When using Index Life Cycle Management, how to limit queries to hot indexes

Hello,

I'm using ILM to divide my time series data into hot, warm, cold indexes. The hot indexes use more expensive hardware. Warm is read-only and force-merged. And cold is frozen and contains data older than 60 days.

Now following the documents I have an alias that points to all of these indexes from cold to hot. The index names are all numbered so just by looking at the names, I won't know which ones are cold etc. But obviously I want to mainly query the hot indexes and sometimes warm and very rarely cold.

  1. Is there a way for the ILM to create other aliases specifically for hot, warm and cold indexes?
  2. Let's say I have a timestamp field and I query the current alias to limit the docs to the ones from the past few days. Again the current alias is for all these indexes from cold to hot. Considering that the timestamp for frozen cold indexes is older than 60 days, it still hits those indexes to see if it can find any docs in them that have timestamps of the past few days, right?

Thanks,
Sep

1 Like

I'm exactly at this point, i tried osing only_nodes preference, but it doesnt work because shards must exist phisically on the server you want to query.

if you do:
myindex_alias/_search?preference=_only_nodes:hot*

you will get an error because the indices with alias exist in nodes holding "cold" indices so your query will fail.

you could try setting up a cronjob that creates this, or multiple template matching to create alias dinamically, but i havent find a way yet.

if anyone else have info on this, it would be appreciated.

Daniel

Hi @seperman and @acv2

Is this a theoretical discussion or are you having actual performance issue? I ask this because Elasticsearch is very efficient with time range based queries when the time range is part of the Filter Context even across index patterns with many indexes as part of ILM.

In short the Filter Context is very fast and filters in / out the documents before the query context.

Perhaps take a look at this, Query and Filter Context . I would suggest to start with this, and then if you have performance issues then work on additional techniques.

is an actual issue, because of the architecture of ES of trying to reach out all the shards/indices.
even though the filter context is super efficient still brings performance issues, cold indices would be allocated in different hardware and data would be much more compressed if one of those nodes goes down or hangs, i dont want my queries to even been sent to those nodes, but elasticsearch always will sent queries to those nodes and will always WAIT for those nodes, you could always froze the index and only send queries to those indices when manually requested. This is the solution im going for but i would love to have more control over the ILM rotation, somethin to add special alias to defined type of nodes, i would love to be able to do the shrink operation at the cold phase instead of the warm phase etc.

that being said, yeah the main problem with letting ES decide through the filter context which nodes to execute the query is bullsh$t, it will always send the request and wait for the response of those nodes which completely kills the idea of having HWC architecture

Hi @acv2 thanks for the clarification, I only asked as we sometime have folks that are just getting started over engineering the solution, in your case the extra context helps.

Yes I think it is more of an issue with cold (very dense but not froze) / but not frozen (which you indicated will not be searched by default as you noted) , for Hot / Warm it is an immediate turn around if the index does not have the correct range.

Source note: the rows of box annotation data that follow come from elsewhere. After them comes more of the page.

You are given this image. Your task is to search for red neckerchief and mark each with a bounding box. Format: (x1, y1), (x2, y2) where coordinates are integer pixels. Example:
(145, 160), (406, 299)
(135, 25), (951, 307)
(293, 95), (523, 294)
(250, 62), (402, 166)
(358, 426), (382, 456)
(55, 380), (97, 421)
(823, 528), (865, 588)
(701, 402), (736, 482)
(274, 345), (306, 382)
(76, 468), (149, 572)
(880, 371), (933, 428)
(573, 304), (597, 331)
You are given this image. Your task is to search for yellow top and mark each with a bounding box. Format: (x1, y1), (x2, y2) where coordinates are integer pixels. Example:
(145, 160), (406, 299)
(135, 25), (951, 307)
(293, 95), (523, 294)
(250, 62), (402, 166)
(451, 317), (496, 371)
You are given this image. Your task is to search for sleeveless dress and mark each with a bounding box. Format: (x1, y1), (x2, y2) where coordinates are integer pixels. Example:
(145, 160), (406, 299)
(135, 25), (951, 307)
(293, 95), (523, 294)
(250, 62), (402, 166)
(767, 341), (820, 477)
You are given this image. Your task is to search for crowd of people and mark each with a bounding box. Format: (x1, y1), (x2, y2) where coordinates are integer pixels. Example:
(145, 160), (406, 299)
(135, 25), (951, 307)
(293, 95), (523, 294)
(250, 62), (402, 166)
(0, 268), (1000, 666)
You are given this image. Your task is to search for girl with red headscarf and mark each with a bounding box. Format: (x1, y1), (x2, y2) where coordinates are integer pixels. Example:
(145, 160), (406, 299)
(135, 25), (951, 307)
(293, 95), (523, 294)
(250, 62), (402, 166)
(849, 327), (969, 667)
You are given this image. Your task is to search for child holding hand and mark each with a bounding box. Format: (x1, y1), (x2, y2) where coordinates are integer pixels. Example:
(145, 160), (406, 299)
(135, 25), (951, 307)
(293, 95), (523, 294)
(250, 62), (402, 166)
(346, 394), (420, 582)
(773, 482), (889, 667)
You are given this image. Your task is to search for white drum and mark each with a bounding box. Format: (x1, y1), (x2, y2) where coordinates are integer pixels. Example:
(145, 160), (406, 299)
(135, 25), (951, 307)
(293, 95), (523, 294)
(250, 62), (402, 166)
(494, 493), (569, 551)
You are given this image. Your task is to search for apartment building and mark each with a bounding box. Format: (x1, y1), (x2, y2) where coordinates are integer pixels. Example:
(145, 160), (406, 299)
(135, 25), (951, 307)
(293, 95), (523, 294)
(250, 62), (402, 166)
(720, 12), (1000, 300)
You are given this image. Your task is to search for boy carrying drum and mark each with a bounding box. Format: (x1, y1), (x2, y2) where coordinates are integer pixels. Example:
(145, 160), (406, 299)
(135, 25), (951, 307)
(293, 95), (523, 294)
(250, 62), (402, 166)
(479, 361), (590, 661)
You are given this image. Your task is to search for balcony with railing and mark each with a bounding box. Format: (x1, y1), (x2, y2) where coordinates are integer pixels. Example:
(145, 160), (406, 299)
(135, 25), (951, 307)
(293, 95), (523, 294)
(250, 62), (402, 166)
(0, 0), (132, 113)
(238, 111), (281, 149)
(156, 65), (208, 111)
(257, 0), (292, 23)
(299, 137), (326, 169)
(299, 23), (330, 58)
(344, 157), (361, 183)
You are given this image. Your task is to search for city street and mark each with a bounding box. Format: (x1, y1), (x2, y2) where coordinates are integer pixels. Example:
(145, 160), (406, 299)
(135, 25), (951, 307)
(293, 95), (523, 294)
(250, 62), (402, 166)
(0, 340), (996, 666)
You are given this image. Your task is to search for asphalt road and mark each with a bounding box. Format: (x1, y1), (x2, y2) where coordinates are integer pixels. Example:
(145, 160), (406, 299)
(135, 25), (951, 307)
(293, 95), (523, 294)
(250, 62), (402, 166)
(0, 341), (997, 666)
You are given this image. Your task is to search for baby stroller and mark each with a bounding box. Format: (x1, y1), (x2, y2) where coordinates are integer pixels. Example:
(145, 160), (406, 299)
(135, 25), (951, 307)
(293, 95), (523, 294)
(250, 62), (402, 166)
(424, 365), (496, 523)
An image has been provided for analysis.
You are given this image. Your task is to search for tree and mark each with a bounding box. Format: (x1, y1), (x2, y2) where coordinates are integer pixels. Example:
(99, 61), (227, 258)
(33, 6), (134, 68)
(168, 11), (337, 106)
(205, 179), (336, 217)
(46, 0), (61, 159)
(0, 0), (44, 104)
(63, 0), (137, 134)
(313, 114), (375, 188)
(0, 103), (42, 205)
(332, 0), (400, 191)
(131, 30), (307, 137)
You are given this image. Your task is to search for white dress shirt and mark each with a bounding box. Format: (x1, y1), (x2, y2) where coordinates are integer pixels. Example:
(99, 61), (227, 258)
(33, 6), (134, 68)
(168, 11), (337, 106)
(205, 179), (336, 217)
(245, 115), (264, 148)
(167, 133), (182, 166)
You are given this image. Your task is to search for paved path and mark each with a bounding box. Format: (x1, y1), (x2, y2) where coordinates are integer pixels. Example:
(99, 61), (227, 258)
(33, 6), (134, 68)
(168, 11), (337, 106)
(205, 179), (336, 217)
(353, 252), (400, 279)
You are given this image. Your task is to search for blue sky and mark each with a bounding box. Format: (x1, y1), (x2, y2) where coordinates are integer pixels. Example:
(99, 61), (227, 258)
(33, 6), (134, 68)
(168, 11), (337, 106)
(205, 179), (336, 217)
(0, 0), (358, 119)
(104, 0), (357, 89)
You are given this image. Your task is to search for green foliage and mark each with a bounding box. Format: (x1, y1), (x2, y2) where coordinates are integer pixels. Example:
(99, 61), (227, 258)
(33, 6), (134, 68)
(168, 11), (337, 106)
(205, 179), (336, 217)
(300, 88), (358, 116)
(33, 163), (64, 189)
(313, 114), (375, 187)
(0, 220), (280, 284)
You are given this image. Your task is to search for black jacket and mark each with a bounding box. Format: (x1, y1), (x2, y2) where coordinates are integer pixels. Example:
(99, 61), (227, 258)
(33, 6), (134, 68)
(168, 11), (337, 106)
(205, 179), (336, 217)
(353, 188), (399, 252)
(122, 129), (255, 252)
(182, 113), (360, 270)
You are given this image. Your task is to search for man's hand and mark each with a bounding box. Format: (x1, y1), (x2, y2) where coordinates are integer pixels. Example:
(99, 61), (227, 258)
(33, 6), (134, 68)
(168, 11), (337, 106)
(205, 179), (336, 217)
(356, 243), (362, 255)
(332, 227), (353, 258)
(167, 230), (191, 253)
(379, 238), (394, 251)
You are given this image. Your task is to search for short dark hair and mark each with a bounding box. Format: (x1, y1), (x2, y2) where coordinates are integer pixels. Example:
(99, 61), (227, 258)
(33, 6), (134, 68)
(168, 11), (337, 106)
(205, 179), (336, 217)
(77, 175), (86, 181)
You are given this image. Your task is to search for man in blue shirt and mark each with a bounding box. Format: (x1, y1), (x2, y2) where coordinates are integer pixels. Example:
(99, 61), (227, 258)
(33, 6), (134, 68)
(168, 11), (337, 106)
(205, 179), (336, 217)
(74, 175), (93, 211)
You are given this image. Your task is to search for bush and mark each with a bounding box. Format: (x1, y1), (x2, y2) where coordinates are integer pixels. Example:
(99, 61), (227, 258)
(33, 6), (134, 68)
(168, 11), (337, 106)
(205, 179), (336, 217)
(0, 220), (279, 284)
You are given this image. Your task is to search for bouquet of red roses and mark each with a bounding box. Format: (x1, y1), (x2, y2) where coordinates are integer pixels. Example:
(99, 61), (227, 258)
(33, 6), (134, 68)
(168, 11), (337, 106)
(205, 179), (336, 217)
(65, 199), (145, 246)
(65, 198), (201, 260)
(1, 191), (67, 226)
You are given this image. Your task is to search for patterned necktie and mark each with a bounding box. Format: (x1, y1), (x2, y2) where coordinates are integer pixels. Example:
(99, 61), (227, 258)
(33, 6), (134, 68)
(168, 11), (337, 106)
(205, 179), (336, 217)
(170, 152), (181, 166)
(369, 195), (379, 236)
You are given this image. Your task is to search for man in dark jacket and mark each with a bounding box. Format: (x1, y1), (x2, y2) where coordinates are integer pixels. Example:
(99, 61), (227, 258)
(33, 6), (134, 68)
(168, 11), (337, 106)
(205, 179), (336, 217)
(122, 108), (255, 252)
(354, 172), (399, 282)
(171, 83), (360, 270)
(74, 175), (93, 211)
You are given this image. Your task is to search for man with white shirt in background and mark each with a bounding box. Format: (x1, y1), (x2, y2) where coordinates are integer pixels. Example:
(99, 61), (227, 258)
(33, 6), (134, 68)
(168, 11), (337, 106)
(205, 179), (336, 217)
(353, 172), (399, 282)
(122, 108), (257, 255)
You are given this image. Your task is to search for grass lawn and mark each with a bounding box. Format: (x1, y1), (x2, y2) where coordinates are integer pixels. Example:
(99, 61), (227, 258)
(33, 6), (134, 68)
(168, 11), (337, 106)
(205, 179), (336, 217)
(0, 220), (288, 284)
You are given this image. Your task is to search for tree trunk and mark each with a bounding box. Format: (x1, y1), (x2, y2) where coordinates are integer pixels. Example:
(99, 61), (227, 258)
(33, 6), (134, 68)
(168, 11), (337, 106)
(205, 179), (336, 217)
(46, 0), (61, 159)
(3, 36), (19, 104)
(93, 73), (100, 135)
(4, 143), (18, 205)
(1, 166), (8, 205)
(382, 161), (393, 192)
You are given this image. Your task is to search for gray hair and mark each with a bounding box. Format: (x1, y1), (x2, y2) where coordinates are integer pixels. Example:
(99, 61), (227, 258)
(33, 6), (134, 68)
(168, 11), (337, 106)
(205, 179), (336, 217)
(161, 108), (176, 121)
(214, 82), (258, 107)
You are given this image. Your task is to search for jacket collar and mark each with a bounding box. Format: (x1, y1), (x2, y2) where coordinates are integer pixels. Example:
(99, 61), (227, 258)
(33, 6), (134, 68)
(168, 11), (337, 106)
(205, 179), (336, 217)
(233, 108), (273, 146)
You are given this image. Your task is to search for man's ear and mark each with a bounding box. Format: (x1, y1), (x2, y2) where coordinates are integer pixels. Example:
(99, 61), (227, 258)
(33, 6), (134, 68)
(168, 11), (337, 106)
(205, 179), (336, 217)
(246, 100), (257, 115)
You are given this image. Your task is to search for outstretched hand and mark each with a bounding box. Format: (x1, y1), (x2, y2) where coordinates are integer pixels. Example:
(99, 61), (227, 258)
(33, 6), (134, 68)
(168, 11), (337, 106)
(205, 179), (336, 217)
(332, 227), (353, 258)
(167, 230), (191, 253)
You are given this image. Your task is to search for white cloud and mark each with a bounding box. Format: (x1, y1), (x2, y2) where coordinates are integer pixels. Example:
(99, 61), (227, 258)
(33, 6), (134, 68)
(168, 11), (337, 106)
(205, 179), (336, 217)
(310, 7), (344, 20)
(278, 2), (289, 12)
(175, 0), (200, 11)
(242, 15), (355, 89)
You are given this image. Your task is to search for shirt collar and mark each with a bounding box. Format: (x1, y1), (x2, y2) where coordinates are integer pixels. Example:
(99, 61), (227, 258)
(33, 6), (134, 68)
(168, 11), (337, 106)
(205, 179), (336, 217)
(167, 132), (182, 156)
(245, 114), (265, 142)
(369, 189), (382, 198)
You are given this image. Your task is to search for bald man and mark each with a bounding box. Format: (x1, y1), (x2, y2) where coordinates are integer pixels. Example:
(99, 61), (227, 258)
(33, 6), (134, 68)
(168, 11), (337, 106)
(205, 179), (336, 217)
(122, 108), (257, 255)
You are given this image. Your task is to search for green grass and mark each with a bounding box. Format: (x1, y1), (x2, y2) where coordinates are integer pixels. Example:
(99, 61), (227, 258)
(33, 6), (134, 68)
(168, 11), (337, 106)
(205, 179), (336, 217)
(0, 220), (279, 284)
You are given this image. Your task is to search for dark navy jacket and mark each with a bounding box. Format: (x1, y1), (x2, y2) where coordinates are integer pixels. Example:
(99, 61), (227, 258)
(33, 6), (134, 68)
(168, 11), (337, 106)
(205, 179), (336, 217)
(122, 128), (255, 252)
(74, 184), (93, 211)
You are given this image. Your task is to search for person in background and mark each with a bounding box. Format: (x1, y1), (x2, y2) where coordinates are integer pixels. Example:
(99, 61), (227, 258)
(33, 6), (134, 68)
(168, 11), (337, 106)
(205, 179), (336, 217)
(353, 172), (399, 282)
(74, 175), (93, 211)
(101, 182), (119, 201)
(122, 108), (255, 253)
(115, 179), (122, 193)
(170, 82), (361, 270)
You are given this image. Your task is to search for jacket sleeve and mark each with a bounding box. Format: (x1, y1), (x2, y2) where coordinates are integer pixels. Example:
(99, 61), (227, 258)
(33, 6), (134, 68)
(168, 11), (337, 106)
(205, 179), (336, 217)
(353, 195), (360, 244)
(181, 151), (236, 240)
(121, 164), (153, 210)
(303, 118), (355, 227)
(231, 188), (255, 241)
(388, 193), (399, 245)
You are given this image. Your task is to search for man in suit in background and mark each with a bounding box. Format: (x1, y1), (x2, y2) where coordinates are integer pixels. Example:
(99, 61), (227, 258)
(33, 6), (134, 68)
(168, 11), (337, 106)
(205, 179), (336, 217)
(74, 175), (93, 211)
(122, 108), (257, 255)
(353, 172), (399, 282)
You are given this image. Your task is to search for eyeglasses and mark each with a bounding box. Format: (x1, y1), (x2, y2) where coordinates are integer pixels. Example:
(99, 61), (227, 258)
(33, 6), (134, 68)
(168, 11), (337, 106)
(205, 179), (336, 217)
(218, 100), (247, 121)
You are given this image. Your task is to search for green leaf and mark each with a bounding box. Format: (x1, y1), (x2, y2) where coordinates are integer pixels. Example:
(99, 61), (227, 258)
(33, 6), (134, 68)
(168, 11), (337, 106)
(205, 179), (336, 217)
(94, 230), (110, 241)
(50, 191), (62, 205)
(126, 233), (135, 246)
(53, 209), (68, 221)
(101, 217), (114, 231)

I don' think there is a simple solution today, an index pattern that only includes the Hot or Hot / Warm is a possible suggestion but as you noted that takes some work. I will poke around a bit more see what I can find out.

There is a lot of ongoing work with respect to ILM and you are definitely welcome to file and Issue / enhancement request in the repo. I did a quick look and did not see and enhancement / issues that fits your request.

This doesn't fit my expectations. If your queries include a time range that exclude all cold indices then they should be rewritten to none-match queries on those indices very efficiently (i.e. without IO) and should therefore return very quickly from those nodes. Are you saying that this isn't the case? If so, can you provide more details of how you determined this?

This topic was automatically closed 28 days after the last reply. New replies are no longer allowed.